O risco é se tornar alvo de fofoca dos colegas e até do descontentamento do patrão. Ou, pior, parecer pouco ou nada profissional – o que pode ser um tiro de misericórdia até na mais promissora das carreiras.
“Ter postura é o mais importante. Ou você pode prejudicar sua imagem profissional.” Diz a especialista em gestão de comunicação empresarial Amanda Lara, 25 anos. Ela conheceu o marido, Wemerson, no ônibus que levava funcionários da fábrica de cimentos onde trabalham até o município de Pedro Leopoldo, na Região Metropolitana de Belo Horizonte. Foram quatro meses de conversa até o primeiro beijo, bem longe do serviço. E outros cinco de sigilo absoluto sobre o relacionamento. “A gente não ficava junto nas festas da empresa. Mas, com o tempo, as pessoas passaram a nos ver no shopping, na rua, fora do expediente. Souberam naturalmente”, diz Amanda, agora casada há 1 ano e 2 meses.
Precavido o casal tomou cuidado para não dar munição às más-línguas, nem arranhar a trajetória no serviço. Não troca mensagens ou telefonemas, a não ser em casos excepcionais, e não se trata por apelidos. E cada um almoça com colegas de seu próprio setor, já que eles atuam em departamentos distintos.
O modo de agir, garante Amanda, rendeu elogios até da coordenação. “Meu diretor só soube do namoro no dia em que eu e o Wemerson mostramos o convite de casamento. Algumas pessoas nem desconfiam que somos casados.”
A sensação de pisar em ovos tem razão de ser, diz a consultora Agni Melo. “O expediente pode até ter acabado. Mas se o casal saiu com colegas, tem que se comportar, ou será o assunto do dia seguinte. A imagem profissional é um conjunto de impressões. Mas um deslize pode destruir a boa reputação de anos.”
A consultora orienta os enamorados a assumir o relacionamento tão logo tenham certeza de que não se trata de uma aventura. “Alguém sempre percebe um olhar. Admitir o romance acaba com os bochichos”, diz. “Mas é preciso agir com critério. Não dá para fazer isso só por causa de uma saída, beijo ou transa”, lembra Ailton Amélio, da USP.
Pensamento compartilhado também pela jornalista Juliana Xavier, 26 anos, e o namorado, Vítor Moreira, 24. Juntos há um ano, eles só “anunciaram” o namoro no trabalho depois que o romance engatou, dois meses após o primeiro beijo. Na época, o casal tinha os computadores de trabalho lado a lado. “Se não for sério, é melhor nem contar”, diz Juliana. A proximidade física, mas o namoro à distância da chefia e dos colegas, garantiram o sucesso da relação. “Deu supercerto”. Hoje, o casal trabalha em firmas diferentes.

Romance, romance, trabalho à parte

Mas romantismo e discrição não bastam para garantir o namoro e o emprego.

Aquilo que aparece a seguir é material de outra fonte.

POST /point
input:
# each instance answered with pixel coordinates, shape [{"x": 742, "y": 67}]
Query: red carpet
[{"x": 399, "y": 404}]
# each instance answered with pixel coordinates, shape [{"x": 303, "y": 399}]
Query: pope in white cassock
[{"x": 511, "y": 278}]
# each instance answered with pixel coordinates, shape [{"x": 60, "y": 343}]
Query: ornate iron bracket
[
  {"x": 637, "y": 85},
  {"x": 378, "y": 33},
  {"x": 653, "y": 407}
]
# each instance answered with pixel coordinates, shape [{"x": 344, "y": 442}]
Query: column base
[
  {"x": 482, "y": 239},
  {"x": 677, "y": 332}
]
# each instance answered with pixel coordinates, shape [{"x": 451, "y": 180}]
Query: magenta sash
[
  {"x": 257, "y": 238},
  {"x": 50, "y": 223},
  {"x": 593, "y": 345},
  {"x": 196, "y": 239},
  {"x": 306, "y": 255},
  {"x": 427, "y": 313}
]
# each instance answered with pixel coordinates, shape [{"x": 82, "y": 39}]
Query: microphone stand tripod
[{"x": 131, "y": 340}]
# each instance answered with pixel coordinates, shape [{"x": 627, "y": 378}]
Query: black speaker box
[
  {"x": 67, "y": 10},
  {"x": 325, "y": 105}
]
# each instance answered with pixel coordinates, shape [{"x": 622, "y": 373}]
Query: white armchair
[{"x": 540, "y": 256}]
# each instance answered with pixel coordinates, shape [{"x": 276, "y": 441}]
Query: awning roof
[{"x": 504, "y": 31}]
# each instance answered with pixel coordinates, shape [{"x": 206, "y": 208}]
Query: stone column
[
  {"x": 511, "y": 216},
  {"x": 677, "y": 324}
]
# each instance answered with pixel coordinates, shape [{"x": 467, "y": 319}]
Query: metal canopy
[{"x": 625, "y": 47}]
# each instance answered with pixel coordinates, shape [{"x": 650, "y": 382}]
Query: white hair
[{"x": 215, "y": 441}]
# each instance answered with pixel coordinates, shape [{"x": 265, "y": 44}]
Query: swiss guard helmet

Quem se deixa levar pelo coração precisa ter sangue frio para não carregar para o local da labuta conflitos típicos de um namoro.
“Não dá pra fazer cena de ciúmes ou chegar no serviço de cara amarrada por causa de uma briga na véspera”, avalia Ailton Amélio da Silva, autor dos livros como o recém-lançado “Relacionamento Amoroso”, sobre como começar, manter e terminar namoros e casamentos.
Só que, na prática, manter a emoção 100 % sob controle é bastante complicado, diz o psicólogo. “Por isso há quem evite até se envolver com um colega interessante, só para não passar por um constrangimento, se não der certo depois”.
Situações como essas existem. Há dois anos, M., que pediu para não ser identificada, queria trocar de emprego e aceitou o convite do então namorado para trabalhar com ele. “No início era até divertido, porque um ajudava o outro. Mas depois a gente passou a conversar sobre trabalho o tempo inteiro, dentro e fora da empresa. Ficamos sem outro assunto”.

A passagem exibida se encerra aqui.